Nach Auffassung des LAG stelle die Inflationsausgleichsprämie zudem einen arbeitsleistungsbezogenen Vergütungsbestandteil dar. Die Tarifparteien hätten zum Ausdruck gebracht, dass durch die Prämie auch die Arbeitsleistung vergütet werden solle. Zudem solle durch die Prämie die Betriebstreue belohnt werden. Diese Aspekte seien aber für Arbeitnehmer, die sich in der Passivphase ihrer Altersteilzeit befinden, nicht mehr relevant und somit auch nicht zu honorieren.
Entscheidung des BAG
Der Kläger hatte mit der Revision vor dem BAG Erfolg. Das Gericht hat entschieden, dass der Ausschluss von Arbeitnehmern in der Passivphase der Altersteilzeit gegen § 4 Abs. 1 TzBfG verstoße. Hiernach dürften Teilzeitbeschäftigte wegen ihrer Teilzeitarbeit nicht schlechter behandelt werden als vergleichbare Vollzeitbeschäftigte, es sei denn, die unterschiedliche Behandlung werde durch sachliche Gründe gerechtfertigt. Nach § 4 Abs. 1 Satz 2 TzBfG müsse einem teilzeitbeschäftigten Arbeitnehmer Arbeitsentgelt oder eine andere geldwerte Leistung mindestens im Umfang seines Arbeitszeitanteils im Vergleich zu einem vollzeitbeschäftigten Arbeitnehmer gewährt werden. Das gilt auch für die Altersteilzeit.

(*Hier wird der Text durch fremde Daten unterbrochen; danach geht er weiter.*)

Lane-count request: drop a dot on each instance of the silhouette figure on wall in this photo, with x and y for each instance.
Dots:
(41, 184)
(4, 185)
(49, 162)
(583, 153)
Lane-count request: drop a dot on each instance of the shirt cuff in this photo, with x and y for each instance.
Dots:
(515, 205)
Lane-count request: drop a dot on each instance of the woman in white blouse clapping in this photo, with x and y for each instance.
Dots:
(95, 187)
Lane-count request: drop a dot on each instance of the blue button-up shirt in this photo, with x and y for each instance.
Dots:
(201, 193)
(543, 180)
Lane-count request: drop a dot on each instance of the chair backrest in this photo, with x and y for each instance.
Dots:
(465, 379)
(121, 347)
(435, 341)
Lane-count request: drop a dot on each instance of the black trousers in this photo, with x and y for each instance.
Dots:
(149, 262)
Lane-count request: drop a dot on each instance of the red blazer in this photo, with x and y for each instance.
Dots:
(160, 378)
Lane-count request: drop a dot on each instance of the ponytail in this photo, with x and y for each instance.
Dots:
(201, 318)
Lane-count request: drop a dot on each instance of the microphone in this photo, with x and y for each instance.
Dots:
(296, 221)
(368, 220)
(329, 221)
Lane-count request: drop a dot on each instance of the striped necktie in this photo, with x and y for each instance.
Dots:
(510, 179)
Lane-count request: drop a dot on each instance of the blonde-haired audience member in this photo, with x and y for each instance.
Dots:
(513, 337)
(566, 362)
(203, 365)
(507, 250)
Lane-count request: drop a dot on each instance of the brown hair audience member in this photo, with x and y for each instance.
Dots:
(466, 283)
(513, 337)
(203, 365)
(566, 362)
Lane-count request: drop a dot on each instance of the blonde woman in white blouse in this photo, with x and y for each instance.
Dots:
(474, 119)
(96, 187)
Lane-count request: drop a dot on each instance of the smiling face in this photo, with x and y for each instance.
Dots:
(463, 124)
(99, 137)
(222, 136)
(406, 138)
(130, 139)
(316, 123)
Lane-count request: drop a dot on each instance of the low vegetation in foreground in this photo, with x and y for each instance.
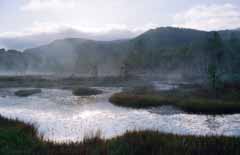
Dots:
(191, 99)
(84, 91)
(19, 138)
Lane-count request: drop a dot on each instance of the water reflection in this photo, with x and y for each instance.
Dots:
(60, 116)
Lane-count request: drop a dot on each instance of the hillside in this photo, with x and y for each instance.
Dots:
(160, 51)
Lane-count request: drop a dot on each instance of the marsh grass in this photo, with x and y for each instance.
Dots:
(84, 91)
(194, 100)
(18, 138)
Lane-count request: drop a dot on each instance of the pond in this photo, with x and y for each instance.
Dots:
(62, 117)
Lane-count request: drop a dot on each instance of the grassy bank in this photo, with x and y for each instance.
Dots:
(19, 138)
(192, 100)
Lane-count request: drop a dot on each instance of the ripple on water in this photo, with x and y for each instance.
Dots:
(60, 116)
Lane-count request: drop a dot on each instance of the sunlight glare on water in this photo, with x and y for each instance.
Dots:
(62, 117)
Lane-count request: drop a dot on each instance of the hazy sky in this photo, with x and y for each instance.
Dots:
(21, 17)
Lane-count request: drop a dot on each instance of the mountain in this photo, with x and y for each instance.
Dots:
(37, 39)
(162, 51)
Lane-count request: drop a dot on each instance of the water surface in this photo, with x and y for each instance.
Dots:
(61, 117)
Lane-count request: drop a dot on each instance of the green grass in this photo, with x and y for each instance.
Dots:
(198, 101)
(18, 138)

Nach Auffassung des BAG führt die klagegegenständliche tarifliche Regelung zu einer Schlechterstellung von Teilzeitbeschäftigten gegenüber Vollzeitbeschäftigten, da gerade die Dauer der Arbeitszeit das Kriterium für die vorliegende Differenzierung darstelle. Eine solche Schlechterstellung sei nur unter engen Voraussetzungen sachlich gerechtfertigt. Allein das unterschiedliche Arbeitspensum rechtfertige die Ungleichbehandlung nicht. Der Grund für die Schlechterstellung müsse hierfür aus dem Verhältnis zwischen dem Leistungszweck und dem Umfang der Teilzeitarbeit abgeleitet werden können. Die unterschiedliche Behandlung müsse einem echten Bedarf entsprechen und zur Erreichung der Ziele erforderlich sein.
Zwar seien die Tarifvertragsparteien bei der Festlegung des Leistungszwecks tariflicher Regelungen im Rahmen der gemäß Art. 9 Abs. 3 GG gewährten Tarifautonomie weitgehend frei. Allerdings sei im vorliegenden Fall die Rechtsetzungsbefugnis der Tarifparteien überschritten worden. Eine Rechtfertigung der Schlechterstellung sei durch die verfolgten Leistungszwecke nicht gegeben.
Nach Auffassung des BAG sei das einzige verfolgte Ziel der Prämie, die gestiegenen Verbraucherpreise abzumildern. Die Inflationsausgleichsprämie sei kein Vergütungsbestandteil. Dies ergebe sich insbesondere daraus, dass Arbeitnehmer, die sich in Elternzeit befinden, gerade anspruchsberechtigt seien, obwohl sie sich zum Stichtag im ruhenden Arbeitsverhältnis befinden und keine zu vergütende Arbeitsleistung erbringen. Mit der Prämie werde auch nicht der Anreiz für eine zukünftige Betriebstreue verfolgt. Zwar werde die geleistete Betriebstreue honoriert, diese sei aber von den Arbeitnehmern in Altersteilzeit vor dem Stichtag genauso erbracht worden.